The benefits of strong links to industry are visible too in the rankings for technology subjects, including computer science and materials science as well as civil, chemical, electrical and mechanical engineering. The top tiers of these rankings look very similar to those for the sciences, with which they are connected more and more closely.
For example, the UK’s University of Manchester is 36th for physics and 21st for materials science. These twin strengths make sense in light of the work of the university’s Andre Geim and Konstantin Novoselov, who won the Nobel Prize in Physics in 2010, and whose research concerns the development of a new material, graphene, a form of carbon with exotic and promising properties.
In our engineering rankings, UK universities such as Cambridge and Imperial, with strong links to big companies, are inevitably prominent. One continental institution which performs strongly is Delft University of Technology. It is fourth for civil engineering, where Imperial College London comes top.
Mixed picture for humanities and social sciences
The arts, humanities and social sciences carry mixed fortunes for European universities. It is no surprise that the US and the UK dominate research and teaching on the English language and its literature.
It is perhaps less intuitive that the top continental university for philosophy, the canonical humanities subject, does not appear until 24th place – even though this institution, Humboldt-Universität zu Berlin, is followed immediately by four more from Germany, France and Belgium.
We find a similar pattern for the key subject within the social sciences, sociology itself. Only a small number of continental institutions are well-placed here, including two from the Netherlands: the University of Amsterdam in 16th place and Utrecht University at 23.

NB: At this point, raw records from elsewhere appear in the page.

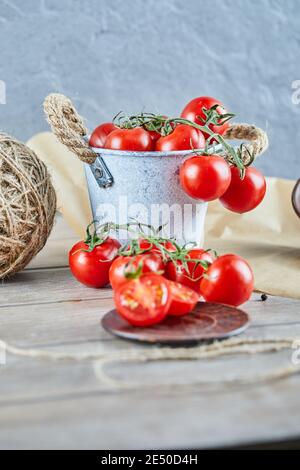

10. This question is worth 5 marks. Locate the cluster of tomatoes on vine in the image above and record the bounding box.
[89,96,266,213]
[69,222,254,326]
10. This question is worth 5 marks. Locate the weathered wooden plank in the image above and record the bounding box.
[0,268,112,308]
[0,378,300,449]
[0,338,300,408]
[0,294,300,347]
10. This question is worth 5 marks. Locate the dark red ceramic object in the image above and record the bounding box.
[102,302,249,345]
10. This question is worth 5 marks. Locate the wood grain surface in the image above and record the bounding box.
[0,215,300,449]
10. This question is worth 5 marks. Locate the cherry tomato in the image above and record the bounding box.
[109,253,164,289]
[89,122,117,148]
[105,127,153,152]
[165,248,213,294]
[168,281,199,317]
[69,238,121,287]
[148,131,161,145]
[220,166,267,214]
[200,254,254,307]
[155,124,205,152]
[114,274,171,326]
[181,96,229,139]
[180,155,231,202]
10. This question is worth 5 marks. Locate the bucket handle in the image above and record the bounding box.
[44,93,114,188]
[44,93,268,175]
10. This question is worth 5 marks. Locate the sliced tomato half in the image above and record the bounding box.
[114,274,171,326]
[168,281,199,317]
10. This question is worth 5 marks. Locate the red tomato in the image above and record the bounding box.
[114,274,171,326]
[109,253,164,289]
[180,155,231,202]
[155,124,205,152]
[220,166,267,214]
[165,248,213,294]
[89,122,117,148]
[200,255,254,307]
[181,96,229,139]
[148,131,161,145]
[168,281,199,317]
[105,127,153,152]
[69,238,121,287]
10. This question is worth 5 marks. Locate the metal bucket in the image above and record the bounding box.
[85,147,223,246]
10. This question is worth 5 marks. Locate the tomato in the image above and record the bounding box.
[220,166,267,214]
[165,248,213,294]
[168,281,199,317]
[109,253,164,289]
[114,274,171,326]
[105,127,153,152]
[89,122,117,148]
[180,155,231,202]
[200,254,254,307]
[148,131,161,145]
[69,238,121,287]
[181,96,229,139]
[155,124,205,152]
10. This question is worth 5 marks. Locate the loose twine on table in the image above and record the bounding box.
[1,338,300,390]
[44,93,268,165]
[0,132,56,279]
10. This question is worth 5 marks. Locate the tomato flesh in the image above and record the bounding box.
[114,274,171,327]
[168,281,199,317]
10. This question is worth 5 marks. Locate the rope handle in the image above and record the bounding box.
[44,93,268,165]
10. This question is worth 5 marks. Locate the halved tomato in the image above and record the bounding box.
[168,281,199,317]
[114,274,171,327]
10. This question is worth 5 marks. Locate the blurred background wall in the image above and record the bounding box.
[0,0,300,178]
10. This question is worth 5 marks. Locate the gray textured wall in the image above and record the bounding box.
[0,0,300,178]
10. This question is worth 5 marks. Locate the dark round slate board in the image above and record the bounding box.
[101,302,249,345]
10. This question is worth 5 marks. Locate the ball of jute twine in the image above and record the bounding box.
[44,93,268,165]
[0,133,56,279]
[1,337,300,390]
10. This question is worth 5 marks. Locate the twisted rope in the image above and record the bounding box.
[44,93,268,165]
[44,93,97,164]
[0,133,56,279]
[1,338,300,390]
[223,124,269,166]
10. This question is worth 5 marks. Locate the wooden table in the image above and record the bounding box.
[0,216,300,449]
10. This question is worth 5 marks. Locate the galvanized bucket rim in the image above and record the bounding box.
[84,136,222,157]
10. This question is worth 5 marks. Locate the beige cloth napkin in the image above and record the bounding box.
[28,132,300,298]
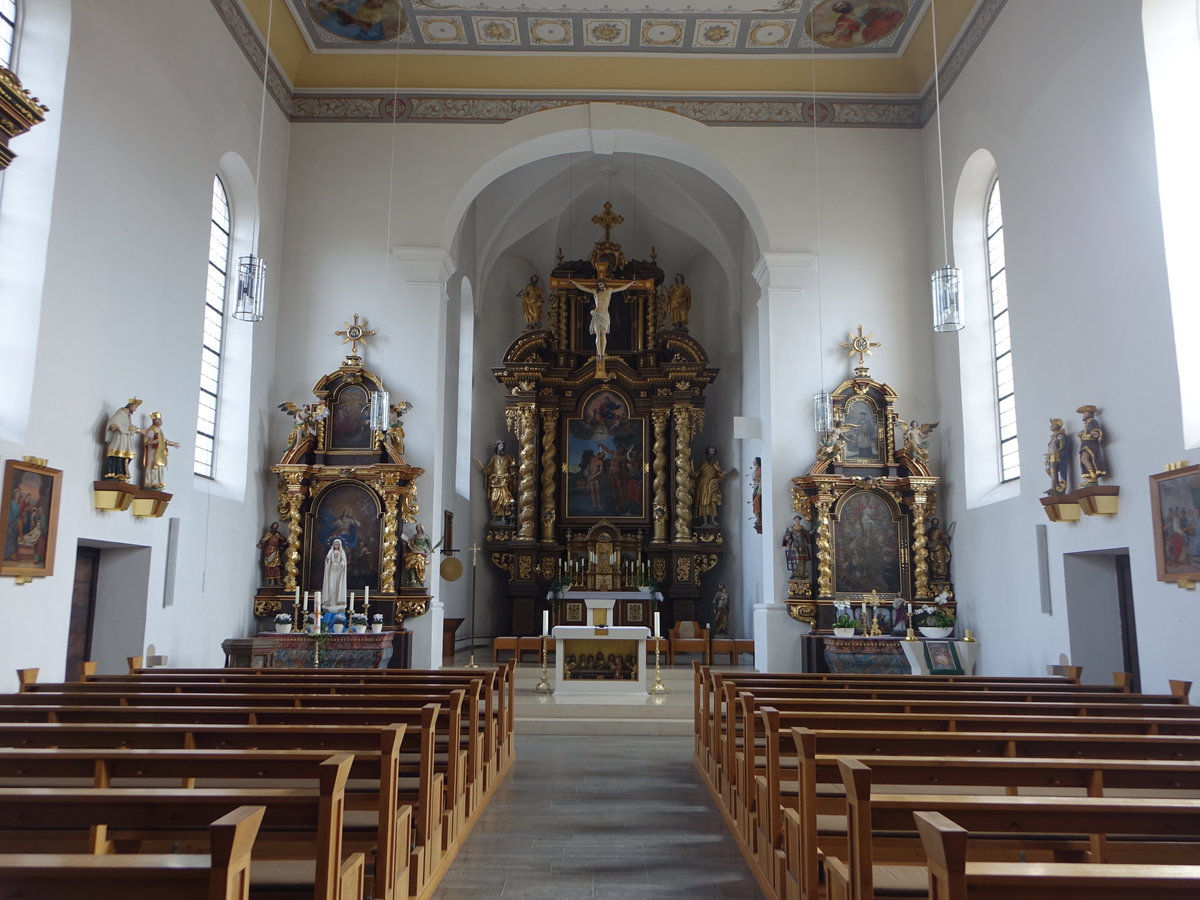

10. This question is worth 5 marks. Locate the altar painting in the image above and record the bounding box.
[833,491,902,595]
[563,390,646,520]
[305,481,380,590]
[559,640,638,682]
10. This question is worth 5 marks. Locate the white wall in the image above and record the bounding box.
[0,0,287,688]
[925,0,1200,691]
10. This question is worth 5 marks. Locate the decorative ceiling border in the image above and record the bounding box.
[211,0,1007,128]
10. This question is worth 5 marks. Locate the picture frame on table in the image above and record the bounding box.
[0,460,62,580]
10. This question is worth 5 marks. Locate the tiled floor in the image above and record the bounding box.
[433,733,762,900]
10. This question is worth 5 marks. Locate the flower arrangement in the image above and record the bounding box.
[913,590,954,628]
[833,600,858,628]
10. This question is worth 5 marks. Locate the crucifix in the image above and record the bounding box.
[334,313,374,356]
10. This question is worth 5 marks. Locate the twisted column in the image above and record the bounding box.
[674,406,695,541]
[541,409,558,541]
[650,409,667,544]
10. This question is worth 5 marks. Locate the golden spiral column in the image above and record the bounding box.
[505,403,538,541]
[650,409,667,544]
[674,406,695,541]
[541,409,558,541]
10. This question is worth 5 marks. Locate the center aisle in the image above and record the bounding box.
[433,701,762,900]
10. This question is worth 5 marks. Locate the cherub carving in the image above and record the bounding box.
[280,401,329,450]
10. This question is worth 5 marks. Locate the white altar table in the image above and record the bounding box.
[552,625,650,695]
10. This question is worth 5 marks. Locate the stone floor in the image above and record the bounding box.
[433,730,762,900]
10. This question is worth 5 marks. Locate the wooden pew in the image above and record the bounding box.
[822,758,1200,900]
[0,754,365,900]
[0,744,413,900]
[0,806,265,900]
[914,811,1200,900]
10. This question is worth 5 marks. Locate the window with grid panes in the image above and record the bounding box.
[193,178,229,478]
[0,0,17,68]
[986,180,1021,481]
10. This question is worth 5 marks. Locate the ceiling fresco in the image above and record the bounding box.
[295,0,912,55]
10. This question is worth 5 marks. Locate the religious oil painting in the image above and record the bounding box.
[564,389,646,520]
[562,638,637,682]
[305,481,382,590]
[1150,466,1200,582]
[326,384,374,450]
[833,491,901,595]
[805,0,908,49]
[0,460,62,578]
[308,0,408,43]
[844,397,883,464]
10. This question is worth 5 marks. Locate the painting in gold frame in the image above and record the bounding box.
[1150,466,1200,582]
[0,460,62,578]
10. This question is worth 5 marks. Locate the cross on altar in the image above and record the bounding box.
[334,313,374,356]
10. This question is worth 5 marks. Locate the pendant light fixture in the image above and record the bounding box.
[929,0,962,334]
[232,0,275,322]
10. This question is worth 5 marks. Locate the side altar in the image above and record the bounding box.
[480,203,726,635]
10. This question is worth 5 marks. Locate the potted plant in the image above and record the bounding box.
[913,590,954,638]
[833,600,856,637]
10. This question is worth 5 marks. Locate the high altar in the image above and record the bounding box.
[785,326,955,671]
[484,203,725,635]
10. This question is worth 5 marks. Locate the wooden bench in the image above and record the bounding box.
[0,806,264,900]
[914,811,1200,900]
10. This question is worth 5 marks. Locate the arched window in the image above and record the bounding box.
[986,179,1021,481]
[0,0,17,68]
[193,176,230,478]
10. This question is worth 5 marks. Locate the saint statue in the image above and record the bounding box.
[320,539,349,612]
[667,272,691,331]
[104,397,144,481]
[257,522,287,587]
[475,440,517,522]
[1075,403,1109,487]
[142,413,179,491]
[1045,419,1068,497]
[696,446,725,524]
[517,275,541,331]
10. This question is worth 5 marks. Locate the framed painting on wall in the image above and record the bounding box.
[0,460,62,578]
[1150,466,1200,582]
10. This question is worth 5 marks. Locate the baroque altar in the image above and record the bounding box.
[785,325,955,636]
[254,328,430,628]
[479,203,725,635]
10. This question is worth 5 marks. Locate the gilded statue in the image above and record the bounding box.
[667,272,691,331]
[104,397,142,481]
[517,275,541,331]
[696,446,725,524]
[475,440,517,522]
[1044,419,1069,497]
[1075,403,1109,487]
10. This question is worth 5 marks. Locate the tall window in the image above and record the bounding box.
[193,178,229,478]
[988,179,1021,481]
[0,0,17,68]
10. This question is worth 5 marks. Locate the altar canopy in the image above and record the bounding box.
[481,203,725,635]
[785,340,955,635]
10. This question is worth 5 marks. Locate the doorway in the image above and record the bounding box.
[1063,547,1141,691]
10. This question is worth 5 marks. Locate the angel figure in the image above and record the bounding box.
[900,419,937,462]
[817,422,858,461]
[388,400,413,456]
[280,401,329,450]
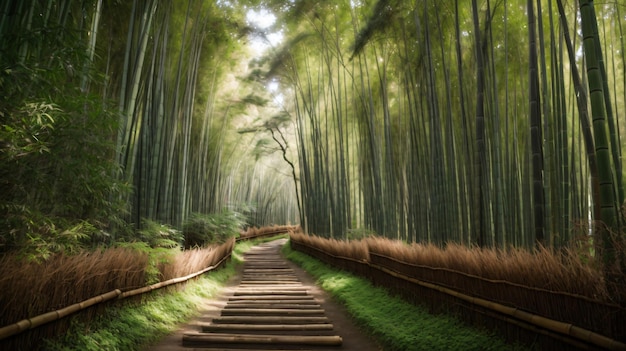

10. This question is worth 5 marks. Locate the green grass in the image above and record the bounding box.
[283,245,524,351]
[42,235,286,351]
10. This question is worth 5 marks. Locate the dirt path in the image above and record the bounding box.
[146,239,381,351]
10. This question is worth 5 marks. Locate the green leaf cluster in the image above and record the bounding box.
[183,209,246,248]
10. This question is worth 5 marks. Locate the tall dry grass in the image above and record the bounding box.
[239,225,300,239]
[290,232,369,261]
[291,233,610,302]
[366,238,609,301]
[0,238,234,332]
[0,248,148,326]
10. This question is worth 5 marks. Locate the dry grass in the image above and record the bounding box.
[291,232,369,261]
[292,234,609,301]
[0,238,234,332]
[0,248,148,326]
[239,225,300,239]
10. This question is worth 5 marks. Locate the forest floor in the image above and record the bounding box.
[145,239,382,351]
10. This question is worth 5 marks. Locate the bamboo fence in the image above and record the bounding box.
[290,236,626,350]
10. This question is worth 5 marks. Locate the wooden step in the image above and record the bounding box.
[213,316,330,324]
[224,301,322,309]
[222,308,324,316]
[183,333,342,346]
[200,323,333,333]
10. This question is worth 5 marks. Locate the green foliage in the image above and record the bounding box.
[183,209,246,248]
[133,218,184,249]
[44,264,235,351]
[283,245,523,351]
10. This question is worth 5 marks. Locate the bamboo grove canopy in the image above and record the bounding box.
[0,0,626,276]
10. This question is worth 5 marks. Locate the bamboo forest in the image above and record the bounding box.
[0,0,626,350]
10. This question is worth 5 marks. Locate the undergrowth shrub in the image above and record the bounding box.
[183,209,245,248]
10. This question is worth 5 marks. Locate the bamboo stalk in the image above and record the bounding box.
[0,289,122,340]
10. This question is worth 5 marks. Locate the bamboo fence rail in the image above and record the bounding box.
[0,231,292,340]
[290,237,626,350]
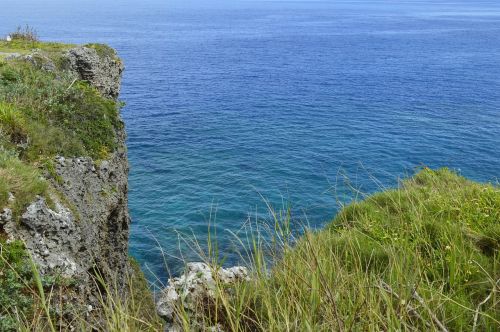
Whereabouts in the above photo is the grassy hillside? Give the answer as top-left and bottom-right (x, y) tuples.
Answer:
(183, 169), (500, 331)
(0, 34), (122, 220)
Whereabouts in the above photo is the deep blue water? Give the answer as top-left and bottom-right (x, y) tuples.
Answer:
(0, 0), (500, 282)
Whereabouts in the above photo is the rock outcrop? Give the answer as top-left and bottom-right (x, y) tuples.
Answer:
(0, 47), (130, 306)
(66, 46), (123, 98)
(156, 263), (248, 332)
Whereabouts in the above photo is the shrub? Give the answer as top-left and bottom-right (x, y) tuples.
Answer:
(10, 25), (38, 42)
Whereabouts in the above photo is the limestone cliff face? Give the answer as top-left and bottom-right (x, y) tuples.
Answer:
(3, 47), (130, 303)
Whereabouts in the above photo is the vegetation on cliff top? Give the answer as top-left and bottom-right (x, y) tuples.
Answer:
(173, 169), (500, 331)
(0, 31), (122, 220)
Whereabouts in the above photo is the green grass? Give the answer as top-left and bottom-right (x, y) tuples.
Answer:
(0, 58), (122, 161)
(0, 150), (49, 218)
(0, 237), (33, 332)
(174, 169), (500, 331)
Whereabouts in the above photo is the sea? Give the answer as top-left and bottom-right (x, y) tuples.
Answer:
(0, 0), (500, 282)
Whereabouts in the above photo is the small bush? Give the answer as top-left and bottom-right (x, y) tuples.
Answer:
(0, 150), (48, 216)
(0, 63), (122, 161)
(10, 25), (38, 43)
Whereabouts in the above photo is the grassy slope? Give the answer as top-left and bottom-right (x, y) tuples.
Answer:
(0, 40), (160, 331)
(0, 40), (121, 219)
(194, 169), (500, 331)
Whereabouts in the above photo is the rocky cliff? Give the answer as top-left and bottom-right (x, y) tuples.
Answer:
(0, 45), (130, 314)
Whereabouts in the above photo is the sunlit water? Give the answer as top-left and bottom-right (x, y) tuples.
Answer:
(0, 0), (500, 282)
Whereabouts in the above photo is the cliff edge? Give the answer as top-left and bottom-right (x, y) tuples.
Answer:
(0, 40), (140, 330)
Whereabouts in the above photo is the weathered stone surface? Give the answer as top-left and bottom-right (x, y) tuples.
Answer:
(4, 197), (79, 277)
(156, 263), (248, 331)
(66, 46), (124, 98)
(0, 47), (130, 308)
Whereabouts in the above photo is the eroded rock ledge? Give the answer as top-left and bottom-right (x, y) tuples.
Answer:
(156, 263), (249, 332)
(0, 47), (130, 307)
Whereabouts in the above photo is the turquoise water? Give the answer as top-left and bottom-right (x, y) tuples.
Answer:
(0, 0), (500, 282)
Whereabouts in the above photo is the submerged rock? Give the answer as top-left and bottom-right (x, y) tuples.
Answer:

The University of Amsterdam also appears in seventh place in our ranking of universities for communications and media studies, one of the highest positions here for any continental university. Even more interesting is the position of the University of Westminster in the communications ranking. Westminster is in 19th place, ahead of LSE at 24.
This is big news for a university that has only existed since 1992 and which is as yet absent from the overall QS World University Rankings. It is also surprising that UK universities show so poorly in the ranking for communications. After all, the English language dominates global dialogue, while the UK itself is home base for prestigious world media such as the BBC.
European universities ‘solid’ rather than ‘world-beating’
The subject rankings methodology is designed to highlight successes in subjects such as these, which may not generate large volumes of publications and citations. It shows that the London School of Economics is the top European institution for accountancy, politics, economics and sociology.
LSE is in second place globally for the first two of these, and third and fourth for economics and sociology respectively. In all of these areas it is beaten only by household-name US competitors.
These results suggest that continental European universities are solid rather than world-beating in their overall achievement. It remains to be seen how they will weather Europe’s current financial traumas, given that most of them are highly dependent on state spending. In the longer term, it will also be interesting to see how their status holds up against the growing ambition of Asian institutions, and indeed whether they might displace troubled US universities from the higher positions in coming years.